Figure 11c depicts the experimental current and voltage waveforms in the a-phase. The input current has a nearly sinusoidal waveform. When the reactive power is 0 var, it is in or out of phase with the grid voltage depending on the direction of the active power.
In
Figure 12, the reactive power is varied from 200 to −200 var, and the active power is controlled to change between 308 and −308 W. It can be seen clearly that during this process, not only can the active power be delivered between the EVs and the grid, but the reactive power can also be provided or absorbed by the EV battery.
Figure 12c presents the grid voltage and current waveforms. The response time is only approximately 2 ms for the system to reach the next demand condition.
6. Conclusions
This paper proposed a model predictive control composed of model predictive direct power control and a model predictive direct current control schemes for three-phase two-stage off-board bidirectional EV chargers. The MPDPC method was designed to track the grid active/reactive power references for the AC/DC converter. The MPDCC scheme was applied in a second-stage DC/DC converter for constant current charging. The proposed system controller receives the discharging and charging currents from the EV charging stations. With the proposed method, the bidirectional charger can operate in G2V or V2G with/without the capacitive/inductive V4G modes. The EV battery can not only exchange active power with the grid, but can also function as a static var compensator to improve the power quality based on the grid requirements.
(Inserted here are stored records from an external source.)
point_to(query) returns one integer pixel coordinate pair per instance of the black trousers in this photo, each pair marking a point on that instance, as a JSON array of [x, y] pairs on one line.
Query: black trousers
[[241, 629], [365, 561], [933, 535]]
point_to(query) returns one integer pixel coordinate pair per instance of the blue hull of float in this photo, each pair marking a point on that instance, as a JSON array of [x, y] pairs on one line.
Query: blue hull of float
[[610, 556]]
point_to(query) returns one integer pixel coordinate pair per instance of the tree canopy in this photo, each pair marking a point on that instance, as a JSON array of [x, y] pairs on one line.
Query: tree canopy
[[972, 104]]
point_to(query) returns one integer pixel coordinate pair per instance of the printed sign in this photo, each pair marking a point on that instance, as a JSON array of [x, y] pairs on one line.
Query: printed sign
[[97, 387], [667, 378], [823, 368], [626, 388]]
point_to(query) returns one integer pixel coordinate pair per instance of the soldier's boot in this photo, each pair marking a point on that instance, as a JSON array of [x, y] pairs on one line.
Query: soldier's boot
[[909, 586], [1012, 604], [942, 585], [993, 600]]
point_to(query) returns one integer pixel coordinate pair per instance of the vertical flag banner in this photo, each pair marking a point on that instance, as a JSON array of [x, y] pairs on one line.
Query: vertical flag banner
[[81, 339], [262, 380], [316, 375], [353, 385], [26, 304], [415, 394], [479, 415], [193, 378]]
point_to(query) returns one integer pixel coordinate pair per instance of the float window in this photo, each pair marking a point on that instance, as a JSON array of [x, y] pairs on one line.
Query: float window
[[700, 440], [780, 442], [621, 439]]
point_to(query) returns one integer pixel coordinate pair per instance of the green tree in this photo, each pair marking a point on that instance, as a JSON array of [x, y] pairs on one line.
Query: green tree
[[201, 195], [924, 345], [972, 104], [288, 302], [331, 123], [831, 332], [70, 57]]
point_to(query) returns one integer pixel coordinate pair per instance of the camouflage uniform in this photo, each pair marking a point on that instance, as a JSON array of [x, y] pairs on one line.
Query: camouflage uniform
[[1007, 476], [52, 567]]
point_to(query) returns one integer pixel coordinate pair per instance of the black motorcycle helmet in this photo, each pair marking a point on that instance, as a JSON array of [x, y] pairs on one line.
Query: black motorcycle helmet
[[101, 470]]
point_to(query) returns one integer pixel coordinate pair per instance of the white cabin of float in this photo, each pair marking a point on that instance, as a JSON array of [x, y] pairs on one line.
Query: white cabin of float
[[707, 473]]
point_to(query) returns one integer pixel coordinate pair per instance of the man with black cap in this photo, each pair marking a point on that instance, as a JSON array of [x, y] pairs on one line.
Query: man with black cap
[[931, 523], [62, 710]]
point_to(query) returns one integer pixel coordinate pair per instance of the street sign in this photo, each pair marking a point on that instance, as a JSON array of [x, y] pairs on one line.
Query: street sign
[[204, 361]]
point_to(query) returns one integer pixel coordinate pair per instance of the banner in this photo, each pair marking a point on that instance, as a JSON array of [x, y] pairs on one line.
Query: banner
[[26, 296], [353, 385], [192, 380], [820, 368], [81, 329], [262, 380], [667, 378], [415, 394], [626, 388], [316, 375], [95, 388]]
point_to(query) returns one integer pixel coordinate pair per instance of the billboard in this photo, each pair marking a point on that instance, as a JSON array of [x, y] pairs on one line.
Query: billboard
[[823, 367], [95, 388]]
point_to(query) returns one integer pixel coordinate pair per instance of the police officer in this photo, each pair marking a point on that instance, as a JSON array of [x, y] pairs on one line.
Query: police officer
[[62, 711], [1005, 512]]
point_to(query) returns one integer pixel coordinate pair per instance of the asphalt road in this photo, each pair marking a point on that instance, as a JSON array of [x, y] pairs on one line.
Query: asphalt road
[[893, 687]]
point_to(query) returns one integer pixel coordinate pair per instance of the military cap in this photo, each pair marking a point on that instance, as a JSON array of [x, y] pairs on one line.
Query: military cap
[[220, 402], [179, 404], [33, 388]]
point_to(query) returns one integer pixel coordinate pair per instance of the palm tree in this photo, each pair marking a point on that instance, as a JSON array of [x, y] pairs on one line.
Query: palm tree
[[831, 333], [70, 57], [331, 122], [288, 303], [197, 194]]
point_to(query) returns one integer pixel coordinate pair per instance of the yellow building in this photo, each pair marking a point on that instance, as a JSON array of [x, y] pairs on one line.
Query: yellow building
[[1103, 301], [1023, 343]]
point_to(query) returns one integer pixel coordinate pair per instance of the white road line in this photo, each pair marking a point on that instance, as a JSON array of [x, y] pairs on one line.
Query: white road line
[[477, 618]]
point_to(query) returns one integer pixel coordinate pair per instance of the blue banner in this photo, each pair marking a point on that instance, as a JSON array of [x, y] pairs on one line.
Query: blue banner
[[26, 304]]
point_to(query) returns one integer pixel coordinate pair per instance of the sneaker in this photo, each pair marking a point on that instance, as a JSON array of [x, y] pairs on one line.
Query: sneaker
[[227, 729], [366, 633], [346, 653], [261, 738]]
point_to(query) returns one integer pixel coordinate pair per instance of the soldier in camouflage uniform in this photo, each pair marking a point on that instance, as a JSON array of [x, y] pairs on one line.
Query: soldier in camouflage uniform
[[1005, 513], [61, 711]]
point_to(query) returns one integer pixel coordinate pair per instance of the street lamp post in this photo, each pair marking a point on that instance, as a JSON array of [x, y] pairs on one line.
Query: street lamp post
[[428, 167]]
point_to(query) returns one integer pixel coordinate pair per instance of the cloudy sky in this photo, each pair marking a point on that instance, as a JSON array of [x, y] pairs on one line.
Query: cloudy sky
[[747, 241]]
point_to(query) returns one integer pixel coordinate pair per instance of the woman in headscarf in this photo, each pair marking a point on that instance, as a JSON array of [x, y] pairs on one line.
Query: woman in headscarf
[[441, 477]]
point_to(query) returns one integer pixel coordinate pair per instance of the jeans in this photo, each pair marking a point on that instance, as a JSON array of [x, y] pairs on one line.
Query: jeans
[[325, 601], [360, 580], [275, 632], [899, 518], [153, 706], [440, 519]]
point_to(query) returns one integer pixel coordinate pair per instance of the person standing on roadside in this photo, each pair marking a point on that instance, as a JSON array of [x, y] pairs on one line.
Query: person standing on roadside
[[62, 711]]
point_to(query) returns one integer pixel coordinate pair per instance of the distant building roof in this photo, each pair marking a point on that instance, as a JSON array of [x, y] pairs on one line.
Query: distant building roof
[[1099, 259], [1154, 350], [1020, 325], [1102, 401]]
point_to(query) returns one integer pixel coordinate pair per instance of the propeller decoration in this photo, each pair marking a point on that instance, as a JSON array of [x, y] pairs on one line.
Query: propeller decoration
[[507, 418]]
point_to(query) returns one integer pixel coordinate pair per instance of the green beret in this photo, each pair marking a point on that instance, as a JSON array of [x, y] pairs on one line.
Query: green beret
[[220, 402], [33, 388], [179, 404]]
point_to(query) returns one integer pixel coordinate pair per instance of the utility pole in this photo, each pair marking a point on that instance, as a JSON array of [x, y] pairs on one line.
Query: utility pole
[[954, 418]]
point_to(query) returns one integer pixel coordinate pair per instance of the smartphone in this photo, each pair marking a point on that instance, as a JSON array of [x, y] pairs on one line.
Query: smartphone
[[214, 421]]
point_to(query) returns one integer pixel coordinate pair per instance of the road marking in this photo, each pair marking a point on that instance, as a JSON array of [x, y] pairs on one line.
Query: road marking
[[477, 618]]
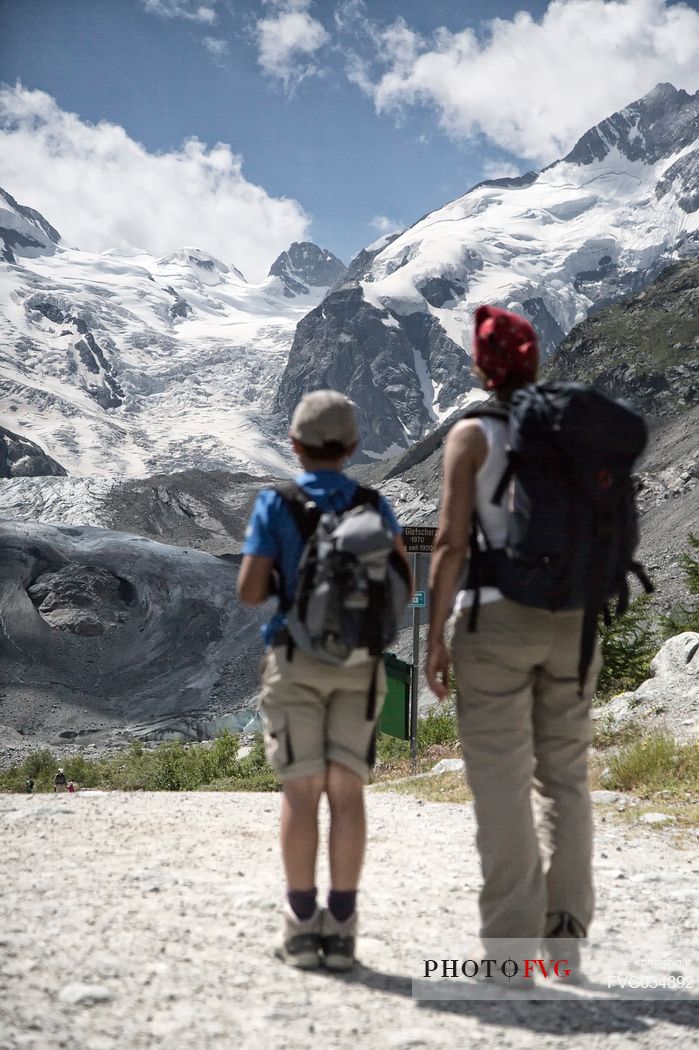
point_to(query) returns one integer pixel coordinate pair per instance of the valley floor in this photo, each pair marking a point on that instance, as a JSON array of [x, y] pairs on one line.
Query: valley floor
[[166, 905]]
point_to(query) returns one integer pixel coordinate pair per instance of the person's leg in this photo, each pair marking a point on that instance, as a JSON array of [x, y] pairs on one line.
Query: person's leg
[[563, 731], [354, 708], [347, 832], [299, 831], [494, 671], [293, 711]]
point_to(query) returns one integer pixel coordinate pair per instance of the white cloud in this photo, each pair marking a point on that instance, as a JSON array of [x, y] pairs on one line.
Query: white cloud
[[531, 86], [101, 189], [288, 42], [384, 225], [215, 46], [190, 9]]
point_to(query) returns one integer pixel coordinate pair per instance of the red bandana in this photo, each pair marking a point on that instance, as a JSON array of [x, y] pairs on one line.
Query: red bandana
[[505, 347]]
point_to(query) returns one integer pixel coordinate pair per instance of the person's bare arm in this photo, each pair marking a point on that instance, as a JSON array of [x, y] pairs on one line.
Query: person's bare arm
[[254, 579], [464, 454]]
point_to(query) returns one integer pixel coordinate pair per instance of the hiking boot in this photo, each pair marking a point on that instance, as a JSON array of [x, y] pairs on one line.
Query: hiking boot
[[337, 940], [301, 940], [564, 938]]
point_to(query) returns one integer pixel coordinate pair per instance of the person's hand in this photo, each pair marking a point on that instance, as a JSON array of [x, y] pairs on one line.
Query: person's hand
[[437, 669]]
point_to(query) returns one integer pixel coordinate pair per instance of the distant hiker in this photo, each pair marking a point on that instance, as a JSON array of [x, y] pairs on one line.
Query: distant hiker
[[537, 490], [336, 553]]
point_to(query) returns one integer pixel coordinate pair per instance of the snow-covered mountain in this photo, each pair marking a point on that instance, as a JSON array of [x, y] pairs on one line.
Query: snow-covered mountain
[[124, 364], [557, 245]]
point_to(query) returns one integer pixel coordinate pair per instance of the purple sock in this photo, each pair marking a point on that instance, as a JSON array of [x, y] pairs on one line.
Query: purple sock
[[302, 902], [342, 903]]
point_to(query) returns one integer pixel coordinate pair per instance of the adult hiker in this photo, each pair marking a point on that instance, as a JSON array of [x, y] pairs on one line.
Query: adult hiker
[[524, 714], [333, 552]]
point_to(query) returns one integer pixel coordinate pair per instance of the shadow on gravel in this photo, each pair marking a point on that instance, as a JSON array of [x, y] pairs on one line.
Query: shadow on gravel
[[549, 1016]]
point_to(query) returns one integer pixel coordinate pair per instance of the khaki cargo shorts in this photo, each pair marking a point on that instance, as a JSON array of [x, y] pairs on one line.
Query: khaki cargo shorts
[[317, 713]]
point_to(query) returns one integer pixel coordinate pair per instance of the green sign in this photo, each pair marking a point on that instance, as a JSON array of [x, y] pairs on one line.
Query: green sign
[[396, 714]]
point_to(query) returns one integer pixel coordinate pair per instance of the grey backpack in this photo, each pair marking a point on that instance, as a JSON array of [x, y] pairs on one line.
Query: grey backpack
[[353, 585]]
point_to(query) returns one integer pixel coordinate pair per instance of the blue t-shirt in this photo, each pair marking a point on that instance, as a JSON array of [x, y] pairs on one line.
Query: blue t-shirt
[[272, 531]]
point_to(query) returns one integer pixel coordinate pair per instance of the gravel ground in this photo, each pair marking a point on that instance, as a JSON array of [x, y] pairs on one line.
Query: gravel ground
[[148, 920]]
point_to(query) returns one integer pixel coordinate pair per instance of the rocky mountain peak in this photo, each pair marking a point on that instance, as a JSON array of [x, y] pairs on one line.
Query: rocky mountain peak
[[660, 124], [304, 266], [24, 231]]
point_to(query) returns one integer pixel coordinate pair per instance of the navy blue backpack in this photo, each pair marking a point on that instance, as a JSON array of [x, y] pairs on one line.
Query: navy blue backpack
[[572, 523]]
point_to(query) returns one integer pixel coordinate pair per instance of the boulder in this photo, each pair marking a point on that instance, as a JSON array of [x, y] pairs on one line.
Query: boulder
[[669, 700]]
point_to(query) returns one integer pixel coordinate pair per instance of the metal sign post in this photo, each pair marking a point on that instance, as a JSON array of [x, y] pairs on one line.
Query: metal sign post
[[418, 541], [416, 663]]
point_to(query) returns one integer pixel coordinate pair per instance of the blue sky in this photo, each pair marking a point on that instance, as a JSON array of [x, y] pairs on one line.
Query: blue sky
[[337, 121]]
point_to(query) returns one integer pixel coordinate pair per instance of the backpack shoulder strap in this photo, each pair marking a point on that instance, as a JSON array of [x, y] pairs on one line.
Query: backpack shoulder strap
[[489, 410], [300, 506]]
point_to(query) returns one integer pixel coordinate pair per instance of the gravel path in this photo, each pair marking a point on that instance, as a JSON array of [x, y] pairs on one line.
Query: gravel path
[[166, 907]]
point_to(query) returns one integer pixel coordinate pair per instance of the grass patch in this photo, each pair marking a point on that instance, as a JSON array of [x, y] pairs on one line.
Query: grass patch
[[444, 788], [168, 767], [656, 764], [608, 733], [437, 730]]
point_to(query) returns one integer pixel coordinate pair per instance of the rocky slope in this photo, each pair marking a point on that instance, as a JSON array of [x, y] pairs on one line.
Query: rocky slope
[[21, 458], [644, 349], [555, 245], [106, 632]]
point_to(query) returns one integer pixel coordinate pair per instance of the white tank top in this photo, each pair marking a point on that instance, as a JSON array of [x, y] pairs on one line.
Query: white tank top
[[493, 517]]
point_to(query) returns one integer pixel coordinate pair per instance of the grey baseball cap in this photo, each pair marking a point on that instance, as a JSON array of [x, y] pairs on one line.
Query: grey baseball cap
[[324, 418]]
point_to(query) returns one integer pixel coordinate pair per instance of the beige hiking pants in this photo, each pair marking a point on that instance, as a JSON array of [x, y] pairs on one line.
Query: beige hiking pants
[[525, 732]]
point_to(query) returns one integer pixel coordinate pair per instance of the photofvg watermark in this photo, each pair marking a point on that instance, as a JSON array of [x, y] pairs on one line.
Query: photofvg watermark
[[574, 968]]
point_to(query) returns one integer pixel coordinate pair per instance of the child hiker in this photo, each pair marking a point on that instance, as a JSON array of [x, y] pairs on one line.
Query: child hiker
[[319, 717]]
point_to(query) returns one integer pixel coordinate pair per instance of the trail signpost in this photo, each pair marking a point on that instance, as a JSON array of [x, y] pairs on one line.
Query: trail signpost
[[418, 540]]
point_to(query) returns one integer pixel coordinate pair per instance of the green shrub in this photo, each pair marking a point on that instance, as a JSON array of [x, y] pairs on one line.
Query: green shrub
[[169, 767], [685, 617], [628, 646], [439, 727], [655, 763]]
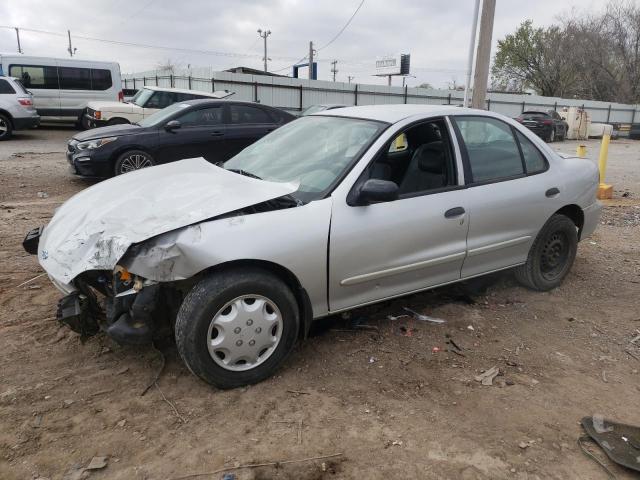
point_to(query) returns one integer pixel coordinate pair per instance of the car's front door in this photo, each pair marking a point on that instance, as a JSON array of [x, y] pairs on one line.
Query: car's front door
[[159, 100], [386, 249], [510, 189], [245, 125], [201, 134]]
It can be seen from the simulation and experimental results that the designed MPC scheme has a fast dynamic response and good steady-state performance. The demands from both the grid and the EV batteries can be met effectively. However, there are some gaps between the laboratory and real-life off-board EV chargers, including the power level, charging conditions, and battery types. (a) In the real-life EV chargers, the power level is much higher than in the laboratory ones. In the US Society of Automotive Engineers (SAE) J1772 standard, DC Level 1 and DC Level 2 are the two levels of fast DC charging, with a rated power equal to 80 and 400 kW, respectively. (b) Only the initial constant current charging operation is considered in this paper. Generally, the constant voltage charging mode in the final process is required in most real cases. (3) In the current EV market, due to their long lifetime and high energy density, lithium batteries are used in the real vehicles, rather than sealed lead-acid batteries. (4) An isolated DC/DC converter is used in real-life chargers to protect EV batteries and the grid. To narrow the gap between the scaled-down laboratory setup and the real-life deployment, a high-power-level topology with an isolated DC/DC converter interfaced with lithium batteries will be considered in future work.